Last week, when southern resident killer whales failed to show up in B.C. coastal waters by the end of June, as they usually do, it caused some hand-wringing among whale watchers and Washington conservationists.
But if the orcas are late showing up for dinner in B.C., it may be because they were still at the buffet in California, which is reported to be experiencing one of the best chinook returns in about a decade.
“I think the California return was a game-changer this year,” said Andrew Trites, director of the Marine Mammal Research Unit at the University of British Columbia. “That is huge news. That is so important because this is a key part of their habitat.”
According to a June 28 Wall Street Journal story, California is “overflowing” with salmon, and the San Francisco Chronicle cites commercial fishermen who say this year’s catch is the largest in a decade.
Sport fishermen in B.C. are also reporting, anecdotally, that chinook in B.C. waters appear to be returning in moderately higher numbers on the central coast and Vancouver Island.
A chinook abundance in California probably explains why southern resident killer whales had not shown up yet in Puget Sound as of the end of June, Trites said.

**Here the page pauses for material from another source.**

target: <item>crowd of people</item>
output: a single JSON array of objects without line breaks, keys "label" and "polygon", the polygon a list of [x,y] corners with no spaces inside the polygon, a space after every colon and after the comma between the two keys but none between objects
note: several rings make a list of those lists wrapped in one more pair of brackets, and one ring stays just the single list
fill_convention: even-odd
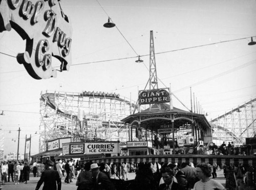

After all, California, not B.C. or Washington, is the orcas’ primary range. They spend only a few months in the summer in B.C. waters to feed.
“They likely found themselves with a lot of fish elsewhere in their range before getting here, and they just didn’t come because there’s so much fish to eat before getting here,” Trites said, adding he thinks they eventually will show up in B.C.
“Even though the world thinks that it’s only British Columbia and Puget Sound that matters, this is really a tiny piece of their range.”
The SRKW population has been in decline in recent years, and it is assumed that decline is largely due to a decline of chinook salmon, which is their main diet.
Martin Paish, a director for the Sport Fishing Institute of BC, said both anecdotal reports from fishermen and the Albion test fishery suggest there is cause for some optimism for this year’s chinook returns.
“Anecdotal evidence that I’m hearing, all the way up the west coast of Vancouver Island, all the way to Haida Gwaii, is that abundance is significantly greater than it has been in any of the previous three or four years,” he said. “People are describing the fishing activity at the north end of Vancouver Island as some of the best that’s been seen in decades.
“Anecdotal evidence, again, that we’re hearing from folks that are going out and doing catch-release fishing on Juan de Fuca Strait … is that abundance is significantly greater in the Juan de Fuca Strait area than we’ve seen for a long time.”
He said stock assessment biologists have confirmed the Albion test fishery recently came up with an estimate of 45,000 to 50,000 spring and summer mid-Fraser chinook, which would put the returns at a moderate abundance.
“Under a normal year of fishery management, that would mean there would be some slightly relaxed regulations in both recreational and First Nation fisheries, and we’d be able to fish on that higher abundance,” Paish said.
If chinook returns are higher this year than expected, Paish thinks it may be because they are the first generation to have gone to sea after the “blob” – a warm spot in the Pacific Ocean that persisted from 2013 to 2015 – disappeared.